COMENTÁRIO
SEMPRE O RECESSO BRANCO
Há quem defenda que as campanhas
eleitorais sejam financiadas com dinheiro público. O argumento é de que só
assim a política seria moralizada, pois partidos e candidatos não precisariam
recorrer às doações privadas, mãe da corrupção que grassa desvairada na teia de
compromissos espúrios que passa a envolver os eleitos com seus doadores. Mas a
verdade é que as campanhas já são, na prática, financiadas com dinheiro
público. Doações privadas, de modo geral, apenas suplementam as fortunas
que saem do erário a título de contribuição para o exercício da democracia.
Para caracterizar o já existente financiamento público de campanhas, existe o
Fundo Partidário dinheiro que sai do Orçamento diretamente para os cofres dos
partidos.
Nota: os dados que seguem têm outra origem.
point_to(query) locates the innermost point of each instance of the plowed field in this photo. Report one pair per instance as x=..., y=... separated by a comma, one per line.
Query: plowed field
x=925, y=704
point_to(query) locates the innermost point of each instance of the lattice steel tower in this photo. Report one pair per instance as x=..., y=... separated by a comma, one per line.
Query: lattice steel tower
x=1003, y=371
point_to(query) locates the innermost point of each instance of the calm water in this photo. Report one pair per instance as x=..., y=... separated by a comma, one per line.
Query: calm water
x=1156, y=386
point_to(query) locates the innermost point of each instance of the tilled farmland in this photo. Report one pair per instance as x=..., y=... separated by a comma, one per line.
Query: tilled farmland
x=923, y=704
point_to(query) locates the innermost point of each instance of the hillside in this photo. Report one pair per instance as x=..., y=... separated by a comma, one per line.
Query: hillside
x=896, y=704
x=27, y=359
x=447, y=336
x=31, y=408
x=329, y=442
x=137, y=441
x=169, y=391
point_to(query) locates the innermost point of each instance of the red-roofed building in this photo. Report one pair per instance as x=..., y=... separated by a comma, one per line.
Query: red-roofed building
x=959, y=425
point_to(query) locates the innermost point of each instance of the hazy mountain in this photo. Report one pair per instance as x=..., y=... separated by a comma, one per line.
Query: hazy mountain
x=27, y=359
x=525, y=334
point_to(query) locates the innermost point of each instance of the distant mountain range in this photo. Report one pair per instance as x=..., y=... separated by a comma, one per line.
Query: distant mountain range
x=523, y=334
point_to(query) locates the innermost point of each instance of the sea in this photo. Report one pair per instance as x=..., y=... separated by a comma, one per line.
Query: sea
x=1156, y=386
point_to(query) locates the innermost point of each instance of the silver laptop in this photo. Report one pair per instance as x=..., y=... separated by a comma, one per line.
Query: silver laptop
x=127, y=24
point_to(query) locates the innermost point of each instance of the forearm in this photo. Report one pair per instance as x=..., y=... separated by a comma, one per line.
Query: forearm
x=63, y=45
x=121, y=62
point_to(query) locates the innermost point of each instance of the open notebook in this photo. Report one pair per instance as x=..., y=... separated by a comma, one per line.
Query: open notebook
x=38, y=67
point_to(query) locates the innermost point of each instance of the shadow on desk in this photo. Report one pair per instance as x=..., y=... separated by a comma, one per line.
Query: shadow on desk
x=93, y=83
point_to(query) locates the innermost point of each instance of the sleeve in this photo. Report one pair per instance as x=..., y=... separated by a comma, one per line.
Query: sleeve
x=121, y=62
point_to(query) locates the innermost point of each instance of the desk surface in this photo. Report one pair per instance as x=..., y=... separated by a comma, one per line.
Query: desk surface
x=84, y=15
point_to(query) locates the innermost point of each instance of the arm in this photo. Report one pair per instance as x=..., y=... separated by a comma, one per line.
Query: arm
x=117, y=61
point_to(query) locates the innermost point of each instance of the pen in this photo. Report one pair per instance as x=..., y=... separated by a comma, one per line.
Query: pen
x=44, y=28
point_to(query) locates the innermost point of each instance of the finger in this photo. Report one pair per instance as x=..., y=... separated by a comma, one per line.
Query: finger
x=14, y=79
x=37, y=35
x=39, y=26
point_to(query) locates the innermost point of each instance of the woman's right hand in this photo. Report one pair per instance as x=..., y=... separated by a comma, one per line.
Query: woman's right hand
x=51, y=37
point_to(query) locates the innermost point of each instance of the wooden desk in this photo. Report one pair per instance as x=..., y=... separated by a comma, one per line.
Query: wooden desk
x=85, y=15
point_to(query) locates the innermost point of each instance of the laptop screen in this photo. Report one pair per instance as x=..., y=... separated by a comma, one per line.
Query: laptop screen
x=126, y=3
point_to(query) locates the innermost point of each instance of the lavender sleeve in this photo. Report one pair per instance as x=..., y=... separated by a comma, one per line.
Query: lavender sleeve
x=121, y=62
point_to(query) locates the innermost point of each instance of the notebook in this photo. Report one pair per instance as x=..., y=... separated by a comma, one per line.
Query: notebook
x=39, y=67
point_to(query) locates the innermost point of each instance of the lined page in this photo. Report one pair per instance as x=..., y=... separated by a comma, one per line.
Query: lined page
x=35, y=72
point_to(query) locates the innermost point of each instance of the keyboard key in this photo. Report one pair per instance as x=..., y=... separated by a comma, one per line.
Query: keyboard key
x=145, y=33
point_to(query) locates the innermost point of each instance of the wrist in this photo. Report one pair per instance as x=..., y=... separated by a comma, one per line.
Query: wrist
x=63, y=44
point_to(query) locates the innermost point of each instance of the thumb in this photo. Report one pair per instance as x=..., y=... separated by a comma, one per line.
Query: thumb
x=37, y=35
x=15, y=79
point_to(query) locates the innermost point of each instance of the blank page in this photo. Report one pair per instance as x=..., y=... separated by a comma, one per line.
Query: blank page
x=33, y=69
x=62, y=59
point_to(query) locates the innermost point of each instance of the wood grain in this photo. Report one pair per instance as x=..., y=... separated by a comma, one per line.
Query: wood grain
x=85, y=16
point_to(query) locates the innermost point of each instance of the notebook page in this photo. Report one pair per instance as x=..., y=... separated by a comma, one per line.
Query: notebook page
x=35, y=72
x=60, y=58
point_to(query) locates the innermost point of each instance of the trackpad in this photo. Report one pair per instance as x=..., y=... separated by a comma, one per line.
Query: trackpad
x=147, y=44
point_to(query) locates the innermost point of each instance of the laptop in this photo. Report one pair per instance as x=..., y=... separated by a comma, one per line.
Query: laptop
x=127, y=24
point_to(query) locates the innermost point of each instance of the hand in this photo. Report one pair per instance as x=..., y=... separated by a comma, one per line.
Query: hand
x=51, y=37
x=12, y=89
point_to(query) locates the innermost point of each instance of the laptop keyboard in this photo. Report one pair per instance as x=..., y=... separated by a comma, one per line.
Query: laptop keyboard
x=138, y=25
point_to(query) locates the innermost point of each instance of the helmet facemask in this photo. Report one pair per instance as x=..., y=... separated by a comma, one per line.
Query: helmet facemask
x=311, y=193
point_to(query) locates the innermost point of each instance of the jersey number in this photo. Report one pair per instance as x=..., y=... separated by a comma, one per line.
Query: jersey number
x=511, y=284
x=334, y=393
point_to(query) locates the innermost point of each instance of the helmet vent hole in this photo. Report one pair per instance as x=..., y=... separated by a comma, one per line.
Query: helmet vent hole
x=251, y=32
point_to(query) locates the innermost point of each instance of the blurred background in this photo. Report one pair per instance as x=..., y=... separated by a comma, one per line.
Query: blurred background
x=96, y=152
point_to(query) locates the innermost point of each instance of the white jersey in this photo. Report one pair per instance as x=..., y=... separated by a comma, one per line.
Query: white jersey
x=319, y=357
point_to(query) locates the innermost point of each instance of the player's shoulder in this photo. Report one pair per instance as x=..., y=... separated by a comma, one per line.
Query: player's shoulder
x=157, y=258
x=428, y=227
Somente em 2012, milhões de reais tomam este destino, com uma
curiosidade esdrúxula: boa parte do Fundo é constituída por multas aplicadas
pela Justiça Eleitoral contra quem infringiu a legislação. Ou seja: quanto mais
os partidos e seus candidatos descumprirem as leis, maior é o volume de
recursos que recebem! Mas não para aí o escândalo do financiamento
público direto das campanhas. Há
também o indireto, ainda mais atentatório à consciência dos cidadãos e
dos contribuintes. Estamos diante de um caso desses neste exato momento: deputados
estaduais no período em que antecede as eleições municipais de forma natural “estabeleceram”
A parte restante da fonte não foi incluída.